Exit polls suggested that the majority of voters viewed the economy as being in good shape when they voted on Tuesday, but did not appear to attribute those conditions to the tax cuts.
Polling data published by CNN showed that 45 percent of those asked said the tax cuts had had no impact on their finances, while only 29 percent said the reductions had helped. By Thursday morning, Democrats had gained 29 seats, more than they needed to win control of the chamber, and had flipped a number of state legislatures around the country.
Democrats’ success in dislodging Republican lawmakers from a host of well-off suburban areas on election night illustrates how tax policy failed to transform the GOP’s chances. Minnesota provides one example. Two of the previously GOP-held districts that Democrats converted were relatively prosperous suburban districts in the Minneapolis-Saint Paul region. In both cases incumbent Republican lawmakers failed to convince voters that they should be rewarded for supporting the tax cuts.
“We were just slaughtered out in the suburbs,” said one senior Minnesota Republican.
“The Democrats did a terrific job of downplaying the effects . . .[of the tax cuts] on the economy and on family budgets. They became a non-factor.”

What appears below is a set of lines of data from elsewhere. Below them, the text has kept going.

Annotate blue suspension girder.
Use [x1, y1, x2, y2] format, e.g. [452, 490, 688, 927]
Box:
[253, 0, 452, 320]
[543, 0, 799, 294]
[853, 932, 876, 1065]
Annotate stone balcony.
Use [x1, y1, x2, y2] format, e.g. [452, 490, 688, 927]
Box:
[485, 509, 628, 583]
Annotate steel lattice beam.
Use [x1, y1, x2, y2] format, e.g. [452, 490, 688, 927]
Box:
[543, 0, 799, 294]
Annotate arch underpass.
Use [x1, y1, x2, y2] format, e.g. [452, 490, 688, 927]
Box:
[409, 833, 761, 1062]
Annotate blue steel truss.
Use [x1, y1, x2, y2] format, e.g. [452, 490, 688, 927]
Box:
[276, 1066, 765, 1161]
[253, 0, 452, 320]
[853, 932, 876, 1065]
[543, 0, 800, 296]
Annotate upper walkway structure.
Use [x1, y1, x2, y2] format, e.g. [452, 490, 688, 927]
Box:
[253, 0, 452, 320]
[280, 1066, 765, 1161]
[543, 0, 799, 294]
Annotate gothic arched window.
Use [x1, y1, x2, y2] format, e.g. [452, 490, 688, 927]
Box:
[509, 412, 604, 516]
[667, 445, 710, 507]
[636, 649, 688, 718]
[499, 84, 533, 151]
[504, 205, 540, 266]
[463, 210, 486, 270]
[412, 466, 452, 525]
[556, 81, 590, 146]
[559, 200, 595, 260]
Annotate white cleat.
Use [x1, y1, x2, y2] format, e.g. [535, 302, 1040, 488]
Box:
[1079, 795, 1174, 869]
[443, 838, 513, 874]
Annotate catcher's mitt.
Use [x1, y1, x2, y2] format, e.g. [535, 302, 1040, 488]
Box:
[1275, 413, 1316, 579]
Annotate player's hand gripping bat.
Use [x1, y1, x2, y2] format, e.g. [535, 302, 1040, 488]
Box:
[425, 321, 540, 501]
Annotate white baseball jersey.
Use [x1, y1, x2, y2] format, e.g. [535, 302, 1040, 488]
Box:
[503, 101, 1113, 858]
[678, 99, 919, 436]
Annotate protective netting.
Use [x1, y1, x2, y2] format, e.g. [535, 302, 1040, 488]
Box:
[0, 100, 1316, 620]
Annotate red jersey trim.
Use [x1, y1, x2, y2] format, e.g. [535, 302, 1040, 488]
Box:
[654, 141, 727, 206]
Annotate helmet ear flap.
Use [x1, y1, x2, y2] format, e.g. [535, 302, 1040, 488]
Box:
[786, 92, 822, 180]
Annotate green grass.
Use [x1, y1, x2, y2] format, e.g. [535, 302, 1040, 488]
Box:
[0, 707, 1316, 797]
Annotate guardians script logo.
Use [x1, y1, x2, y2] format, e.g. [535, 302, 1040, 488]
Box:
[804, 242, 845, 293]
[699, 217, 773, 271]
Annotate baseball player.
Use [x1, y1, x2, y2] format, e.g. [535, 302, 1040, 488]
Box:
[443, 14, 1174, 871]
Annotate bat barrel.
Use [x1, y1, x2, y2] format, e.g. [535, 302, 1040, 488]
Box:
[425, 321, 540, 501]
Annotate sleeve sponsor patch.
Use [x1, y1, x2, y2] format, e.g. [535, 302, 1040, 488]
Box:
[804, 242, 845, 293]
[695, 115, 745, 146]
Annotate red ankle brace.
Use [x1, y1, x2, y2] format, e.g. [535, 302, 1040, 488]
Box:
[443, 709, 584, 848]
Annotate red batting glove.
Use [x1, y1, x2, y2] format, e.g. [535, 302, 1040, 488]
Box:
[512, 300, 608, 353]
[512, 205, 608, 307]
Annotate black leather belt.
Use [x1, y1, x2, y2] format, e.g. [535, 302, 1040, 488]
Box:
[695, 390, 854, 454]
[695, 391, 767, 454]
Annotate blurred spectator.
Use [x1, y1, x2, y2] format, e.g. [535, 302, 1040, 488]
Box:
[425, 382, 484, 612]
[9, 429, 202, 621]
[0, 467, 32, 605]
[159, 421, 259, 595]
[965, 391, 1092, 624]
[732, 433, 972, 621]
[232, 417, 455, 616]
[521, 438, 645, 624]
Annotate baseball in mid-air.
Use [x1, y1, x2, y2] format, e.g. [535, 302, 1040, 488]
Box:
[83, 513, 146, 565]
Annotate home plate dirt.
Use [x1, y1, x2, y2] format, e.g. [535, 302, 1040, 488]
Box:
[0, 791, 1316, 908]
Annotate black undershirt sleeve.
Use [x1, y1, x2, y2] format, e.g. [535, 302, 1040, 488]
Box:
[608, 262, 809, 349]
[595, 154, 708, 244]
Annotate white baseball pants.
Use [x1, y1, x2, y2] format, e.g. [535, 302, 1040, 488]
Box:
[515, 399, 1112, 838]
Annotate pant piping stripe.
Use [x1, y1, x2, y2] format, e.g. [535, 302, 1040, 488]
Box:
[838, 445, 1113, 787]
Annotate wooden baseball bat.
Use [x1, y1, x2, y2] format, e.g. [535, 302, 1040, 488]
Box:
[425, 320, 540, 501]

In addition, in wealthier suburbs in high-tax states such as California, Illinois and New Jersey, where Republicans suffered big losses, provisions of the tax bill that limited deductions on mortgage interest meant many households would actually take a hit.
“They didn’t love the tax cut because they didn’t see what was in it for them,” Feehery added. The senior Minnesota Republican added that the impact of the tariffs was harder to gauge. In the state’s first district, which is heavily agricultural, the GOP candidate Jim Hagedorn managed to claim a seat previously occupied by the Democrats. In nearby North Dakota, Heidi Heitkamp, a Democratic incumbent senator, lost her seat after campaigning in opposition to the China tariffs since the state’s soyabean industry was being ravaged by retaliation against US farm exports. In the industrial rust belt, Sherrod Brown, a Democrat, was re-elected after supporting Trump’s trade policies. But in Iowa, a crucial swing state in presidential elections, Democrats won three out of four congressional seats after lambasting Trump’s trade wars.
Sean Bagniewski, chair of the Democratic party of Polk County in Iowa, said that attacking Trump on trade ‘absolutely’ contributed to victories by Abby Finkenauer and Cindy Axne in previously Republican seats.
“The entire Iowa economy is feeling the effects of tariffs and the trade war — with corn, with soyabean, with hogs, with a lot of what the Iowa economy is built on,” Bagnieswski said.